Interprétation des acidités relatives des alcools

Il existe de nombreux sites sur internet avec des explications sur l’ordre relatif des acidités des alcools en solution aqueuse. L’explication générale est que les plus grands substituants sont de meilleurs donneurs d’électrons, ce qui déstabilise les anions alcoxydes résultants. L’hydrogène étant le moins donneur des substituants, l’eau est l’acide le plus fort. Malheureusement, bien que cette croyance persiste, elle est incomplète car elle ne rend pas compte des résultats obtenus en phase gazeuse. Le problème avec l’explication du don d’électrons est qu’elle suggère que l’ordre d’acidité est dû uniquement aux effets électroniques intrinsèques des substituants. Cependant, si c’était le cas, l’effet de don d’électrons devrait également être évident dans les données de la phase gazeuse. Cependant, les acidités relatives en phase gazeuse sont opposées à celles en solution aqueuse. Par conséquent, toute interprétation des acidités des alcools doit tenir compte des données en phase gazeuse.

L’inversion des acidités des alcools entre la phase gazeuse et la solution aqueuse a été mise en évidence par Brauman et Blair en 1968.3 Ils ont proposé que l’ordonnancement des acidités des alcools en solution soit principalement dû à la combinaison de a) la polarisabilité et b) la solvatation, et que la capacité de don d’électrons du substituant ne joue pas un rôle significatif.4

La polarisabilité explique presque entièrement la tendance des acidités en phase gazeuse. Lorsque la taille du substituant augmente, l’acide devient plus fort en raison de la capacité de la charge à être distribuée sur un plus grand volume, réduisant ainsi la densité de charge et, par conséquent, la répulsion coulombienne. Par conséquent, en phase gazeuse, le t-butanol est l’alcool le plus acide, plus acide que l’isopropanol, suivi de l’éthanol et du méthanol.

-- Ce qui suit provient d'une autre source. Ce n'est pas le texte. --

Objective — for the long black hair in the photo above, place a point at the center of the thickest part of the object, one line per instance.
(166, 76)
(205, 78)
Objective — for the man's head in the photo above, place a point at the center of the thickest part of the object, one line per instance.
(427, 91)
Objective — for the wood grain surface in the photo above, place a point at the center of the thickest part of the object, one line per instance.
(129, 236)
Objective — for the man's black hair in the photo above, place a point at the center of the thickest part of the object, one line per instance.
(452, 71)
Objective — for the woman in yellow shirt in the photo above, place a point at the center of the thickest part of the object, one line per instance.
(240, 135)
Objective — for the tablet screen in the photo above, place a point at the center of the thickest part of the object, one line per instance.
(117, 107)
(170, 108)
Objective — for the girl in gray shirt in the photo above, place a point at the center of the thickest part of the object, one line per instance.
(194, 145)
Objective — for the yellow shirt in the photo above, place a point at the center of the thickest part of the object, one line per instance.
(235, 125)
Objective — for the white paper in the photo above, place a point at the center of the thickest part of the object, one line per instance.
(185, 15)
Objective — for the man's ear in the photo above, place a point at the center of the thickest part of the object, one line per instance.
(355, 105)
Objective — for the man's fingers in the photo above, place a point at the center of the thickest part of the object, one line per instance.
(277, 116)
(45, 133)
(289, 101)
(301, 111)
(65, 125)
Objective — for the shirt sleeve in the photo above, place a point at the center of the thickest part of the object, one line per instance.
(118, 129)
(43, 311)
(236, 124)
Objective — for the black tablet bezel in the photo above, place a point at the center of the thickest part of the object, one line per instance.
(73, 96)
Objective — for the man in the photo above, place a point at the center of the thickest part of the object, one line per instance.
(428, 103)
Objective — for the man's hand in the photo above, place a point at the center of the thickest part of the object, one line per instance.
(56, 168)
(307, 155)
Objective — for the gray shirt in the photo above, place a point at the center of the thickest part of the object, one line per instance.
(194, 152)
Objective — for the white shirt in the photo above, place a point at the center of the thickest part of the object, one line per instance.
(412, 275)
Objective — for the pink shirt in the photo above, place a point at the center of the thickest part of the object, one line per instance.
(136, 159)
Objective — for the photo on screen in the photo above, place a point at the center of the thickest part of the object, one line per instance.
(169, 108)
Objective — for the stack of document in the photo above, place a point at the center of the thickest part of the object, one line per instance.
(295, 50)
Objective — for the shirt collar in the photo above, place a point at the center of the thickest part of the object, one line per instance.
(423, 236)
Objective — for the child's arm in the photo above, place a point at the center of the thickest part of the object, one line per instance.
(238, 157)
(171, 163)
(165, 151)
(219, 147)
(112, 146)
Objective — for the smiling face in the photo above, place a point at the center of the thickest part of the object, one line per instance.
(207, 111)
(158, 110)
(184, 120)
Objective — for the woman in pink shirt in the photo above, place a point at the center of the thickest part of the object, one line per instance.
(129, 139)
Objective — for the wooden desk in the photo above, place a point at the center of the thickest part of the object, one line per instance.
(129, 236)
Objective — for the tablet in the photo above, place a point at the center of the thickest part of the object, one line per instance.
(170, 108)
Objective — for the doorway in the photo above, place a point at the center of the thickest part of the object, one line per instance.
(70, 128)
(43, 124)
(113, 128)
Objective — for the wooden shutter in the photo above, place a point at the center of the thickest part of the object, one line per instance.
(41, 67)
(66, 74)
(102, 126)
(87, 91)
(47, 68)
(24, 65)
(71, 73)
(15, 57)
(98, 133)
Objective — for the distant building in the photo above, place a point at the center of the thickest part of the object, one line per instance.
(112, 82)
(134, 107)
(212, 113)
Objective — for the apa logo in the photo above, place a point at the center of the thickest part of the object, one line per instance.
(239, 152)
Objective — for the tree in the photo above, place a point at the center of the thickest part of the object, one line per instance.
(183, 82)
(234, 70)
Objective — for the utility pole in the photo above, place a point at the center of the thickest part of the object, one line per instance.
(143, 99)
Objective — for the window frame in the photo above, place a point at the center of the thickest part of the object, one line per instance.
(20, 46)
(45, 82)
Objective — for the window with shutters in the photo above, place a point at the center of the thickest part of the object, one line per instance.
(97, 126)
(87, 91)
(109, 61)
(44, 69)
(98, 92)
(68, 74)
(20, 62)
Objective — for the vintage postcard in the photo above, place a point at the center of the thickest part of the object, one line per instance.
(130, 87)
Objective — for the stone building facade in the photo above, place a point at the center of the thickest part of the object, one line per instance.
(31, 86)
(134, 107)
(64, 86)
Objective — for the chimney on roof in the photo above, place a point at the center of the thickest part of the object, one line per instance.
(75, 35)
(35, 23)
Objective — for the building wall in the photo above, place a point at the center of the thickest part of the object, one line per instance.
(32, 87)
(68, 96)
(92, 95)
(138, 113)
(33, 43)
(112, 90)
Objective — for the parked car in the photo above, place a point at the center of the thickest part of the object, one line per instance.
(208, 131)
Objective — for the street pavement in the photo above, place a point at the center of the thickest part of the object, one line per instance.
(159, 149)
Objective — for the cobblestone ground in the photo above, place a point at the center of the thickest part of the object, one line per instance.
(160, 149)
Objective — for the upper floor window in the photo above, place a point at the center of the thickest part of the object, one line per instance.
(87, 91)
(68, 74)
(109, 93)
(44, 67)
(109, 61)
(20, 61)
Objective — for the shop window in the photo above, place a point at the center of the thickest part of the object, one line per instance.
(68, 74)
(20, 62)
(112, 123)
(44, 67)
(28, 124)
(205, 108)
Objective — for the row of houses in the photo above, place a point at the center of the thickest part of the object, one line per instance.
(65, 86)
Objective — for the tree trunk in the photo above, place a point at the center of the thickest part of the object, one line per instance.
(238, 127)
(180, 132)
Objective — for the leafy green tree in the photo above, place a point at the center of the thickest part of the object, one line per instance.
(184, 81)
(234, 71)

En phase gazeuse, l’eau est beaucoup moins acide que le méthanol, ce qui est cohérent avec la différence de polarisabilité entre un proton et un groupe méthyle. Comme précédemment, le fait que l’eau soit moins acide que le méthanol en phase gazeuse n’est pas cohérent avec les capacités de don électronique attendues des deux substituants. En l’absence de solvant, les propriétés en phase gazeuse reflètent les effets intrinsèques sur les acidités.

En solution, cependant, les ions peuvent être stabilisés par solvatation, et c’est ce qui conduit à l’inversion de l’ordre des acidités. Brauman et Blair3 ont montré que les ions plus petits sont mieux stabilisés par solvatation, ce qui est cohérent avec l’équation de Born. Par conséquent, le méthanol est plus acide que le t-butanol parce que l’ion méthoxyde, plus petit, a un rayon de solvatation plus court, ce qui conduit à une énergie de solvatation plus grande, qui surmonte la stabilisation qui résulte de la polarisation de la charge. Comme l’énergie de solvatation de l’hydroxyde est encore plus grande que celle du méthoxyde, l’eau est plus acide que le méthanol.

Note : Phénol

Les discussions sur les acidités des alcools incluent habituellement le phénol dans lequel l’acidité accrue est généralement attribuée à la stabilisation de l’ion phénoxyde par délocalisation de résonance. Dans ce cas, les résultats en phase gazeuse concordent avec la tendance en solution selon laquelle le phénol est un acide beaucoup plus fort que les alcools aliphatiques, et la différence est certainement due à des effets électroniques. Cependant, cette explication couramment rencontrée est incomplète car elle ignore le rôle que jouent les effets inductifs sur les acidités des oxy-acides. Cependant, il est vrai que l’acidité du phénol résulte beaucoup plus de la stabilisation de la résonance que, par exemple, les acidités des acides carboxyliques.